What was the starting point of your creativity? I’ve always loved creating. For as long as I can remember I was colouring, sketching, painting … always making something. My sister and I would spend our pocket money on things we could restore from trash-and-treasure markets. I think that’s where my love of all things vintage started and my ability to see the beauty and potential in things, not always obvious at first sight. Dad was a great illustrator and did beautiful needlework; perhaps I got the love for needlework from him. Mum is brilliant at crochet, but I think that skill must have skipped a generation as I just can’t seem to get it. But I won’t give up trying.
How did you develop your skills? It wasn’t until I had my first child that I really took an interest in sewing. Prior to that, I think I was scarred from high school textiles - that unfinished ’80s apricot-coloured skirt and the big fat D+ I received. In later years, I joined a local community group with the intention of learning to sew clothes for Ella. However, it turned out that our first project was a cloth doll. “What am I doing here?” I’d thought to myself. But, within minutes of being there and meeting a group of gorgeous, talented women, I was hooked and have never looked back.
Have you tried lots of different crafts? I’ve dabbled in painting, mosaics and furniture re-upholstery, but my true loves are definitely patchwork, stitching, scrapbooking and mixed media.
What does this craft mean to you? Craft’s not just about the final product. It’s so much more – it’s about friendships, inspiring others, extending myself, learning new things, and giving back. My life is so busy with the family and business commitments, and crafting gives me a chance to actually stop and enjoy some peace. More than anything, though, it’s what crafting teaches my children that matters most. I want them to see that their lives can be fulfilling if they do what they love and share that with others.

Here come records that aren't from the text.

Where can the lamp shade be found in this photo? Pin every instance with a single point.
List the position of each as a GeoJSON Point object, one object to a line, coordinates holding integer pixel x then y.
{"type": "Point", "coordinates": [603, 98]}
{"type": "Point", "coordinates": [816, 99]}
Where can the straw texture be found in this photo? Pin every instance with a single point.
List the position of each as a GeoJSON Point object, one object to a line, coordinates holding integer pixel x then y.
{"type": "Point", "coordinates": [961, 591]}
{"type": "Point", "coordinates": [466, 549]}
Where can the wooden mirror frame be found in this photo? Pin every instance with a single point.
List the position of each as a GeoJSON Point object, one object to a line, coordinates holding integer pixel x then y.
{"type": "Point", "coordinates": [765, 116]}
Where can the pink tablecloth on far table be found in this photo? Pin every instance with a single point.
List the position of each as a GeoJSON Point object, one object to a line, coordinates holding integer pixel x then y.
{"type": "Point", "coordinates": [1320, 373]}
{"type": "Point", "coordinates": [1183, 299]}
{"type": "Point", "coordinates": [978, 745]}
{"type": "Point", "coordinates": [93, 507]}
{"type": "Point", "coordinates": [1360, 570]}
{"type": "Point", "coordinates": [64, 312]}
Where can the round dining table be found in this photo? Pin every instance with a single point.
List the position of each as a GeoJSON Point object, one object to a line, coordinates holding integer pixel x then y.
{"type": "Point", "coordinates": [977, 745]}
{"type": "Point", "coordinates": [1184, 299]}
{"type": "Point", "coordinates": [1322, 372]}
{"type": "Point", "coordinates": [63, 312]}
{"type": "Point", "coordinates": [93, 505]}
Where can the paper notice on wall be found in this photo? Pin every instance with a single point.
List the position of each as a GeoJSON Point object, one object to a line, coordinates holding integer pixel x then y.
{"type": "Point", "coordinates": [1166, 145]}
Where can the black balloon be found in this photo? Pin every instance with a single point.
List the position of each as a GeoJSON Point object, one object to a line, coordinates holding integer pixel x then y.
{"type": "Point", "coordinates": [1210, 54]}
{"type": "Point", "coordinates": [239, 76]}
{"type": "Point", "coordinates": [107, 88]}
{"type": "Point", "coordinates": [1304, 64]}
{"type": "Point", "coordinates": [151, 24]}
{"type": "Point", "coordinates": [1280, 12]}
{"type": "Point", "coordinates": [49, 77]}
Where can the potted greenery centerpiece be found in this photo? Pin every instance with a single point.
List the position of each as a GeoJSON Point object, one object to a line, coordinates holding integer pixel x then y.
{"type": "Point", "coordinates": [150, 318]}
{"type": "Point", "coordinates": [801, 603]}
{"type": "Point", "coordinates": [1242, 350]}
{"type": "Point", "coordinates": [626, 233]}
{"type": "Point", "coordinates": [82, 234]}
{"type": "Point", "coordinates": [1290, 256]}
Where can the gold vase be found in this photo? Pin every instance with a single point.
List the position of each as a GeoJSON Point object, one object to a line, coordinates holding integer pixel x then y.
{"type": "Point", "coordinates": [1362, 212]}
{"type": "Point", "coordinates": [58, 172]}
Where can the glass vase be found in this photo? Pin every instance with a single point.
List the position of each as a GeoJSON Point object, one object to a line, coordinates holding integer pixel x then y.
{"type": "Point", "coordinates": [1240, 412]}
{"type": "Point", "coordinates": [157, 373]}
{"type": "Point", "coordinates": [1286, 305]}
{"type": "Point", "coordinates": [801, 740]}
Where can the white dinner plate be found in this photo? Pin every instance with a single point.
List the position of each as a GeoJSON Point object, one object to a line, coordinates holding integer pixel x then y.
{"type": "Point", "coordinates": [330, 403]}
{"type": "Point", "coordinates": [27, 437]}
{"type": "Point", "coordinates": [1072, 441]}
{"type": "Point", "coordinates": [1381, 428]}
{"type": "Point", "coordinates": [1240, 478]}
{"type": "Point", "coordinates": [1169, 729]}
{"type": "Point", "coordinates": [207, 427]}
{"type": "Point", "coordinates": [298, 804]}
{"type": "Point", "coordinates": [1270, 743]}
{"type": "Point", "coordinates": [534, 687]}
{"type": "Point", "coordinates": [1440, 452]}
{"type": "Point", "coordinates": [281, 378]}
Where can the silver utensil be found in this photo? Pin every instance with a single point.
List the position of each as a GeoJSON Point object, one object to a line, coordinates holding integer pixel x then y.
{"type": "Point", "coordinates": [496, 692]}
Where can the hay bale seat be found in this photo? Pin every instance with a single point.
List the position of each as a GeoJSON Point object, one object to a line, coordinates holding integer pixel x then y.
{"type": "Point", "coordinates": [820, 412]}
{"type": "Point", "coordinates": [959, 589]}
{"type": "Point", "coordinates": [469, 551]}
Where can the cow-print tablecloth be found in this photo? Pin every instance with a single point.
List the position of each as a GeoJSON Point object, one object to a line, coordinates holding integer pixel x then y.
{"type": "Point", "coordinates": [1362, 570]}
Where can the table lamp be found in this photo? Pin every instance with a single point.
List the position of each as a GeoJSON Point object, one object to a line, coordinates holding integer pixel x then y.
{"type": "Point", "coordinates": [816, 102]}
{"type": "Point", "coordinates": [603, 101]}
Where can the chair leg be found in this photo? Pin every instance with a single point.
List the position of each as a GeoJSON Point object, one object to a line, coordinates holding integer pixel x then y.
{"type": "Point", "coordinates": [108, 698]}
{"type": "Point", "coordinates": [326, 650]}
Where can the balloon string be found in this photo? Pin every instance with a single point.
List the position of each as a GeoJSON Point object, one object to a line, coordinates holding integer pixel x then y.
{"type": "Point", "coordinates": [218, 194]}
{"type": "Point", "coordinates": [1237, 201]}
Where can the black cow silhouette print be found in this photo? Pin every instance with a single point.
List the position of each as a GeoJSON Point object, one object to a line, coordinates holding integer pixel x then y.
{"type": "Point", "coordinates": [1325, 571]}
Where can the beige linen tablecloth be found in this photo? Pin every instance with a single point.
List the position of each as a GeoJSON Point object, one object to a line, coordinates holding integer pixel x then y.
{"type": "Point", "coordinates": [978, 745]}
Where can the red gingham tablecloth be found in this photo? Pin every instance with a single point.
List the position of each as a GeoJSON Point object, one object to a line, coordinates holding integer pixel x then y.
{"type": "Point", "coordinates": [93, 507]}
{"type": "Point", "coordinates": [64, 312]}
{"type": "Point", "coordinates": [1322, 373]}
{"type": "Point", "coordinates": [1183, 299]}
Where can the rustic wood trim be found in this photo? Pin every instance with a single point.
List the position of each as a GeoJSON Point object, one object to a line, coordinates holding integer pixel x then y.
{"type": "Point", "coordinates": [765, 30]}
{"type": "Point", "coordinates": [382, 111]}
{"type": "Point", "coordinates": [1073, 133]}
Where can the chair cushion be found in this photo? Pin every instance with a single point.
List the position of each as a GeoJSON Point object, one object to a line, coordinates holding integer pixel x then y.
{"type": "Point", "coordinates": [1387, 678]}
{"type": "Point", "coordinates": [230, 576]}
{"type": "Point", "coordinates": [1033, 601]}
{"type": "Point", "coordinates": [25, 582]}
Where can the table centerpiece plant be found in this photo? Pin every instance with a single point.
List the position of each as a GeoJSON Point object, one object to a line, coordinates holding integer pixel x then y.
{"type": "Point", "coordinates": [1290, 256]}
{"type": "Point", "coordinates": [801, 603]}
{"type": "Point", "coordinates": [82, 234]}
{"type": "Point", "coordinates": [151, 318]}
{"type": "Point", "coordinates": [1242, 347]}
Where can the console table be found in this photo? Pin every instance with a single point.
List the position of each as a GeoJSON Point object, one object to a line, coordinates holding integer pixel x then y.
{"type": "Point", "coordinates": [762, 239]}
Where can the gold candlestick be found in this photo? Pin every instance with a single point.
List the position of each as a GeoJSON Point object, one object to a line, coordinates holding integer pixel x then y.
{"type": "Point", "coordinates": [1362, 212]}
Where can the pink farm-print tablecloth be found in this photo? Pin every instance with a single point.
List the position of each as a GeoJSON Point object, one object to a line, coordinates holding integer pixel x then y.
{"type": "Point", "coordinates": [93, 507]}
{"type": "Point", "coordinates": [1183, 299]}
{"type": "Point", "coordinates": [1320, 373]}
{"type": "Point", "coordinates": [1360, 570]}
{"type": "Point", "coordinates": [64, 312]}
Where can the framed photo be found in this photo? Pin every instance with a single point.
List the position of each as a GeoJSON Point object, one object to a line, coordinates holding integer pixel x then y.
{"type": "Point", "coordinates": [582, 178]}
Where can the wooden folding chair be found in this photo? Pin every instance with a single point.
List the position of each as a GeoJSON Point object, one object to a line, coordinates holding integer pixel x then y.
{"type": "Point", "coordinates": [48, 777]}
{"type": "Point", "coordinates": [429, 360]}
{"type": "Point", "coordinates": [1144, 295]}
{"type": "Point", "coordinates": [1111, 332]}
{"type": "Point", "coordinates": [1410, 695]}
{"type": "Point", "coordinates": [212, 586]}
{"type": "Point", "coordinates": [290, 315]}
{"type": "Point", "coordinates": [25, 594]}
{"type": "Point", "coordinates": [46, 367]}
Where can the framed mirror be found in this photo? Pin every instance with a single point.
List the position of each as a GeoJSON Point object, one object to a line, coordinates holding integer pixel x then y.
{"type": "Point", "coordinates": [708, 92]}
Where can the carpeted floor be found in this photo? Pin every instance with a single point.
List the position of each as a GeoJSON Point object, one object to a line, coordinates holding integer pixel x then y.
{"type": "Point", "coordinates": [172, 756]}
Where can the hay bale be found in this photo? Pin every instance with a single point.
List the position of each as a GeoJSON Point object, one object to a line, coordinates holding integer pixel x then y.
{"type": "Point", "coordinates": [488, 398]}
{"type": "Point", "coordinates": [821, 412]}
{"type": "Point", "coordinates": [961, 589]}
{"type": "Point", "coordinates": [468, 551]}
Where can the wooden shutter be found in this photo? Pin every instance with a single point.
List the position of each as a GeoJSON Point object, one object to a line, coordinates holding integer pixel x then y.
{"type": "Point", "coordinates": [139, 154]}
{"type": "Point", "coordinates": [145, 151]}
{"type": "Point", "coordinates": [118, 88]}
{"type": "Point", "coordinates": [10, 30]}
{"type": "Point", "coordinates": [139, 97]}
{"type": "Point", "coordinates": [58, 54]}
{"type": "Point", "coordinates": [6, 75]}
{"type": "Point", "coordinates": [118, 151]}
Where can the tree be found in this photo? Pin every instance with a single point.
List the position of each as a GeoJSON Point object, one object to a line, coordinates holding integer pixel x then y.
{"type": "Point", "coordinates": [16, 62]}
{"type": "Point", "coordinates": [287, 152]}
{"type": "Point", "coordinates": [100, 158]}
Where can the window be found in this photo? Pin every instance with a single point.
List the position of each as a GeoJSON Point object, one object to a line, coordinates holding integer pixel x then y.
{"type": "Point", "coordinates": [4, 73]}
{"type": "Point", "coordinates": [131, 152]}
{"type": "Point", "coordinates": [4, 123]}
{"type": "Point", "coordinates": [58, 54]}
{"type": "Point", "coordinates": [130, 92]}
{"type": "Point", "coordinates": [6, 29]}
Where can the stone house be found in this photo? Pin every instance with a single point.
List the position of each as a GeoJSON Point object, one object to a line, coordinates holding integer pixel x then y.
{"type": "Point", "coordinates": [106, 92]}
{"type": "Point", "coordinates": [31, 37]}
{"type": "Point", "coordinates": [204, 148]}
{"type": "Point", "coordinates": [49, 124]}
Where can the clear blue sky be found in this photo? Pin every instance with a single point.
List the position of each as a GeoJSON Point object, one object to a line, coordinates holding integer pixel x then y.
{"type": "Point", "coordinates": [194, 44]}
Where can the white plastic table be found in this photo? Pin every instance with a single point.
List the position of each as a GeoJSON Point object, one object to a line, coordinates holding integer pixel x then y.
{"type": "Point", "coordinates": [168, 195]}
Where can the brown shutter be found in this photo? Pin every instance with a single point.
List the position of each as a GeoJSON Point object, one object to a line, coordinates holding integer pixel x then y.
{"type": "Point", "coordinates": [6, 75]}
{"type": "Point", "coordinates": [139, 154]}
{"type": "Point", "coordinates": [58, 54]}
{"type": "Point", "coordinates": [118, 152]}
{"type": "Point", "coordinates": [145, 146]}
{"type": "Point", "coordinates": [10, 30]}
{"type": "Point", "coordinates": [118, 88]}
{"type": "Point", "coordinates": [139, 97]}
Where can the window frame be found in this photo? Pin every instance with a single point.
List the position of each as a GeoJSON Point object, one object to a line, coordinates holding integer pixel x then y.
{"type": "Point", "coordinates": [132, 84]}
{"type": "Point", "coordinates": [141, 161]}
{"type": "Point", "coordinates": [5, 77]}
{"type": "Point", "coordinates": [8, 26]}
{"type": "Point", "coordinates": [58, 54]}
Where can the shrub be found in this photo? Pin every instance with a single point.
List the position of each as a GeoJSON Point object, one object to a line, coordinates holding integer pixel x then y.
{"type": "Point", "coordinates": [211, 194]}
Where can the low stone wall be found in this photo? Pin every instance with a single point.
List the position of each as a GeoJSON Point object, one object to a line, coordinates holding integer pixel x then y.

Is your crafting a passion or a spare-time-filler? Craft is not only a passion for me, but my career now. The business side of things sometimes takes up so much of my time that I don’t have as much time as I would like to just sit and sew. An important part of my business is finding new, young upcoming designers and helping them get their name out there. Young designers have an amazing, fun and fresh outlook on their designs and I’m always so surprised to see what they come up with.
Do you teach your skills to others? In addition to running classes and workshops at shows, my workshop space at home doubles as a classroom. I love teaching children - their imagination and enthusiasm is contagious. I’ve also done volunteer work, teaching craft to underprivileged Cambodian children overseas - an amazing experience.